The Centre's ruling BJP, which has been touting the verdict as a "clean chit", hit back charging the Congress with trying to sabotage the country's security preparedness by raking up the deal again and again.
The CAG report, relying on which the Supreme Court dismissed the petitions, turned out to be the latest flashpoint over the Modi government's decision to buy 36 French-built fighters.
While the Chief Justice of India Ranjan Gogoi-led bench in the verdict said that the "pricing details have been shared with the CAG, and the report of the CAG has been examined by the Public Accounts Committee (PAC)", the Congress maintained that "no portion of the CAG report has been placed before Parliament or placed in the public domain".
Keeping the pot boiling, PAC Chairman and senior Congress leader Mallikarjun Kharge said he will press for summoning the Attorney General and the CAG to ask them when was the public auditor's report tabled and when did the PAC examine it.
"The government lied in the Court that the CAG report was presented in the House and in PAC. They also told the Court that the PAC has probed it. They claimed that the report was in the public domain. Where is it," Kharge told the media here.
He said the CAG will be questioned as to when was the report presented, when was it accepted, when was it brought to PAC, when was the evidence taken and when was it presented in Parliament.
Subsequently addressing a media conference here, Congress leader and advocate Kapil Sibal said the Supreme Court verdict had "factual bloomers" for which the Modi-led Centre was responsible.
"There are factual bloomers in the judgment for which the government is responsible and not the court. If you give wrong facts to the court and on that basis, the court makes factual assertions, in that case, it's the government which is responsible," said Sibal.
He also asserted that the apex court was neither the right forum to examine the corruption in the deal nor the verdict was a "clean chit" for the BJP-led Centre.
"The Supreme Court is not the appropriate forum because, it cannot examine all the file notings or examine witnesses on oath including Prime Minister Narendra Modi, who needs to be questioned as also defense ministry officials.
"It is childish that the government and the BJP are claiming victory," Sibal said ridiculing Home Minister Rajnath Singh, Finance Minister Arun Jaitley and Defence Minister Nirmala Sitharaman for their assertions that the verdict was a clean chit to the Modi government and accusing the Congress of jeopardizing national security by politicizing the defense deal.
"The court said that it cannot go into issues of pricing and matters relating to technical suitability of the jets, so how can the government claim that the deal is clean and there is no corruption.

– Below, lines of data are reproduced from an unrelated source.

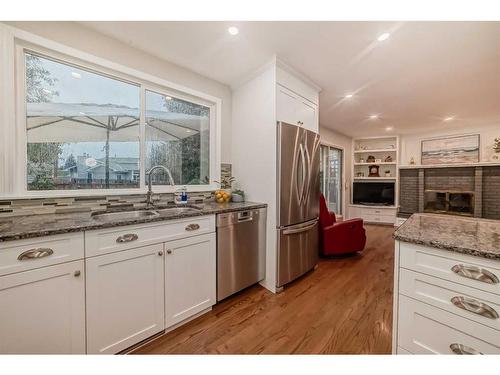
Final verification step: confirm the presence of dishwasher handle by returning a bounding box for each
[237,211,253,223]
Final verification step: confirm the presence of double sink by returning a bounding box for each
[92,206,201,222]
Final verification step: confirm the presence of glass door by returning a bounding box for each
[320,145,343,215]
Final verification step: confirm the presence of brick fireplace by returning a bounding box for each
[398,165,500,220]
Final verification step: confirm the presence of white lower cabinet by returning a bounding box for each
[393,241,500,354]
[0,260,85,354]
[0,215,216,354]
[165,233,216,328]
[86,244,165,354]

The court nowhere said that" Sibal said iterating that only a Joint Parliamentary Committee (JPC) probe can unearth the "corruption and crony capitalism" in the deal.
Meanwhile, the Bharatiya Janata Party continued its attack on the Congress saying the grand old party was trying to "sabotage India's security preparedness by raking up the Rafale deal issue, despite the Supreme Court ruling that there was no need for a probe".

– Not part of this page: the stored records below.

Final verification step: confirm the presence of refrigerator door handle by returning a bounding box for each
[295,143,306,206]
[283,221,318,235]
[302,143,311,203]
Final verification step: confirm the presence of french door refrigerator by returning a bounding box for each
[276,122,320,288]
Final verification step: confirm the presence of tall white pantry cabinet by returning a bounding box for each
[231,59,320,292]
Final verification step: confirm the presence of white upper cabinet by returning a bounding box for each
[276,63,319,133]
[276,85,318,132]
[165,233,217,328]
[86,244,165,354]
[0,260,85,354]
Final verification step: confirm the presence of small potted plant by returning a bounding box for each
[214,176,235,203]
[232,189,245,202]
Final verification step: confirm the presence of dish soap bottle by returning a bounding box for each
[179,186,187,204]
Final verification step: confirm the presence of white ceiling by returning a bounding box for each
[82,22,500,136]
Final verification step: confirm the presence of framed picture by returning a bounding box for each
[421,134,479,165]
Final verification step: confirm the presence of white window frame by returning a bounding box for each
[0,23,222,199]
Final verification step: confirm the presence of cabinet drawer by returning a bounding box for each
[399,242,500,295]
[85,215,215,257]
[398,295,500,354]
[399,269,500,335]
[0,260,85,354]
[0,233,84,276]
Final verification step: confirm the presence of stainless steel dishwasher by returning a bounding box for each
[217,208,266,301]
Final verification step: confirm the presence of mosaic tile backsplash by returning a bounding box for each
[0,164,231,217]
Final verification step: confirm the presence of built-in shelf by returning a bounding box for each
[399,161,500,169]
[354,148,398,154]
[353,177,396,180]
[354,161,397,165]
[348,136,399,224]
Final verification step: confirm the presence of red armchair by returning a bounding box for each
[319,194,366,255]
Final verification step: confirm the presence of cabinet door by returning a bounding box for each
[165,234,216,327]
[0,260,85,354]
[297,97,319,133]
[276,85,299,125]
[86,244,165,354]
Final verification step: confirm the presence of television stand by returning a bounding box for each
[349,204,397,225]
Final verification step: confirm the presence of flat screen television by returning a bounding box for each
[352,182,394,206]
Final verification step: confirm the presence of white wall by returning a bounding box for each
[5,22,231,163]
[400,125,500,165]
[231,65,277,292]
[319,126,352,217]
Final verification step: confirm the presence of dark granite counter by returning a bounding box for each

"This is nothing but sabotage of our security preparedness. We have already said that (Congress President) Rahul Gandhi owes an apology to the nation, to the defense forces and Lok Sabha also," Union Minister for Information and Broadcasting Prakash Javadekar told the media in Panaji.

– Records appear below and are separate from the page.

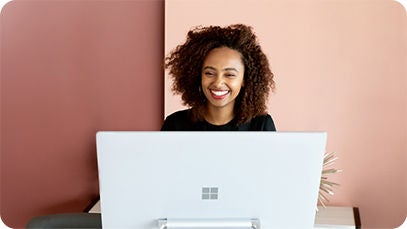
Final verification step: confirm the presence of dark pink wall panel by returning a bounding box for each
[0,0,164,227]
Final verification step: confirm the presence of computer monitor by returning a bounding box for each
[97,131,326,229]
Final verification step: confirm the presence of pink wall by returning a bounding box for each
[0,0,164,227]
[164,0,407,228]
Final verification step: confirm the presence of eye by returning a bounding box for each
[204,72,215,76]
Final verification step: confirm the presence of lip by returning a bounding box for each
[209,89,230,99]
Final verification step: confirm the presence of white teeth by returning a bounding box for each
[211,90,229,96]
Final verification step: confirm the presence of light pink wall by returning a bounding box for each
[165,0,407,228]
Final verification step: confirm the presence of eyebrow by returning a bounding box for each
[203,66,239,72]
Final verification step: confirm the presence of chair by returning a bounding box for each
[26,212,102,229]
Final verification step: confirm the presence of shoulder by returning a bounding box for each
[161,109,190,131]
[241,114,276,131]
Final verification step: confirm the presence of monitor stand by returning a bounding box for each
[158,218,260,229]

"The Supreme Court has clearly exposed the falsehood of Congress and also gave a clean chit to the deal by saying that no further inquiry was needed. Still, if the Congress persists with the issue, the only conclusion is that it wants to stop the deal which will weaken the security preparedness of the country," he added.
The Supreme Court on Friday junked the pleas seeking a court-monitored probe into the alleged financial and procedural "irregularities" in the Rafale deal, but the issue has continued to reverberate both inside and outside parliament.